Quatre récompenses pour ce film certes donné favori, c’est à la fois totalement réjouissant et absolument surprenant.
Au bord de la schizophrénie
Construit autour d’une succession de plans-séquences virtuoses qui nous perdent dans les dédales d’un théâtre de Broadway et multiplient les ellipses, Birdman raconte le chemin de croix d’un acteur tentant, plusieurs années après avoir cartonné dans des films de superhéros, de mettre en scène une adaptation de Raymond Carver.
Riggan Thompson a le costume de l’ailé Birdman qui lui colle à la peau, il est au bord de la schizophrénie, mais rêve qu’on le voie enfin comme un grand comédien et non plus comme un has been courant derrière une gloire passée.

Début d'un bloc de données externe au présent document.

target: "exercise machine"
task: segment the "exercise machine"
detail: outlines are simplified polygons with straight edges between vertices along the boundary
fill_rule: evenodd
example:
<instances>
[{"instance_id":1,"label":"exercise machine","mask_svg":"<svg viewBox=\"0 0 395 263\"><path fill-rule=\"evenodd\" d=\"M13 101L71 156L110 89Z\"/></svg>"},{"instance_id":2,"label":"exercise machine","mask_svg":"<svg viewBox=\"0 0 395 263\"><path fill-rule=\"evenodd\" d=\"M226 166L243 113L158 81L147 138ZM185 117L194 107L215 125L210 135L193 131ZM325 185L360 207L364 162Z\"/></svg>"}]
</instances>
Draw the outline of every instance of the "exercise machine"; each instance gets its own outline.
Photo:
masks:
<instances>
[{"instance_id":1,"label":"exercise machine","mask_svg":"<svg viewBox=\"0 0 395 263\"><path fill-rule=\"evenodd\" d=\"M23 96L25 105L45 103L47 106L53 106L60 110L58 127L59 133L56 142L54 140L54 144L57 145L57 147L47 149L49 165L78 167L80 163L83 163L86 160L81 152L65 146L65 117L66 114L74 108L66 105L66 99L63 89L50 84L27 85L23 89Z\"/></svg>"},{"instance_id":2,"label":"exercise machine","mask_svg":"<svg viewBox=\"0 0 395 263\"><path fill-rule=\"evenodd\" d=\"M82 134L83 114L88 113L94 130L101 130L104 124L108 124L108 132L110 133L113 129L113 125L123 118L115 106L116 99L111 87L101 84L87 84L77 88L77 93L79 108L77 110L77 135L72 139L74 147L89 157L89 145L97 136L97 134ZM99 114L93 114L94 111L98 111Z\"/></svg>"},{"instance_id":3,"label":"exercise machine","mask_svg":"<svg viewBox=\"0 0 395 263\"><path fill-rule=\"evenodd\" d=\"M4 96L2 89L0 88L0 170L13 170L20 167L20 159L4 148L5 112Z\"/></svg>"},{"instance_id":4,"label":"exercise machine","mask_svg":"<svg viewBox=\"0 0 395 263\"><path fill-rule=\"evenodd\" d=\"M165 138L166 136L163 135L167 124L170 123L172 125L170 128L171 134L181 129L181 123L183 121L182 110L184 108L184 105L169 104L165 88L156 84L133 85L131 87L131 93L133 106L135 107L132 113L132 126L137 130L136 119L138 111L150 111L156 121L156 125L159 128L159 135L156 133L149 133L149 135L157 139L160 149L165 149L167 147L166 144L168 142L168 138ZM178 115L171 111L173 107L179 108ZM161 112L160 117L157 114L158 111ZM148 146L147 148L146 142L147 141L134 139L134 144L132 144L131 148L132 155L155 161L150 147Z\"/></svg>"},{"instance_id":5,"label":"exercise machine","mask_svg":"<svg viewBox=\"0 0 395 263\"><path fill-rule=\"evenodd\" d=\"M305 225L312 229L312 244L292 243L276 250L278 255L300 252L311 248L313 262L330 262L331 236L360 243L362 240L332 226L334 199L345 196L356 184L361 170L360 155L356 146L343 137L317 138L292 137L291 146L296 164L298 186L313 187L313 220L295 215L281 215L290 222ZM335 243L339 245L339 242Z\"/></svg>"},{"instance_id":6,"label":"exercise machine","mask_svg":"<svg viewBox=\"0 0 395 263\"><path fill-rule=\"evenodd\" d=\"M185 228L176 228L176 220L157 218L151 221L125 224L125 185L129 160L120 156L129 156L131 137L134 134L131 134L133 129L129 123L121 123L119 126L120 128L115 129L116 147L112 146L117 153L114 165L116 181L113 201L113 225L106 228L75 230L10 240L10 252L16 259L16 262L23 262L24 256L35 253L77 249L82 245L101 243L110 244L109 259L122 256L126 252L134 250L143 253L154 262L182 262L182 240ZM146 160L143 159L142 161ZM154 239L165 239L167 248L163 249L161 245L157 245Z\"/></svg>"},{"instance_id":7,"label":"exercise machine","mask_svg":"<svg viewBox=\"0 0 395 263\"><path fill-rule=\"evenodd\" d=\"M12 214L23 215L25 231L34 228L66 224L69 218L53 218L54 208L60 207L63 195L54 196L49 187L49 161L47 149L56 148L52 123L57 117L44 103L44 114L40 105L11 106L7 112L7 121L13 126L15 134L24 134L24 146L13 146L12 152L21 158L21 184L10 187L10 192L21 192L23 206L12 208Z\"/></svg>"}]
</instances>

Contraint de devoir remplacer peu avant la première son partenaire, le voilà qui va devoir composer avec Mike Shiner, dont l’ego et l’instabilité menacent à tout moment de faire imploser la troupe qu’il a réunie.
A travers le duel que vont se livrer Riggan et Mike, ce sont deux conceptions du métier d’acteur qu’oppose Iñárritu. Riggan, qu’il a rendu plus troublant encore en le faisant jouer par Michael Keaton, qui lui aussi a passé par la case superhéros (les deux Batman réalisés au tournant des années 80 par Tim Burton), est un angoissé émotif dont les petites névroses l’empêchent d’avancer. Il a du talent mais ne sait comment l’exploiter.
A l’opposé, Mike fait partie de ces vaniteux flamboyants qu’une exubérance pas toujours contrôlée peut rendre brillants mais aussi menaçants, surtout lorsque, dans un souci de réalisme, ils ne veulent pas jouer, mais être leurs personnages.
Avec panache et virtuosité, même si la démonstration frise parfois l’ostentatoire, Iñárritu réussit une fable teintée d’ironie et d’une certaine dose de cynisme sur les vicissitudes de la vie de comédien, les aléas du rêve hollywoodien et les dommages collatéraux qu’il n’est pas sans causer.
Que l’industrie américaine ait plébiscité son film prouve qu’elle est peut-être consciente des maux qui la gangrènent, comme cette propension à multiplier les blockbusters aux budgets colossaux et les franchises à rallonge, au risque de mettre en péril des films plus fragiles, et par conséquent difficiles à financer.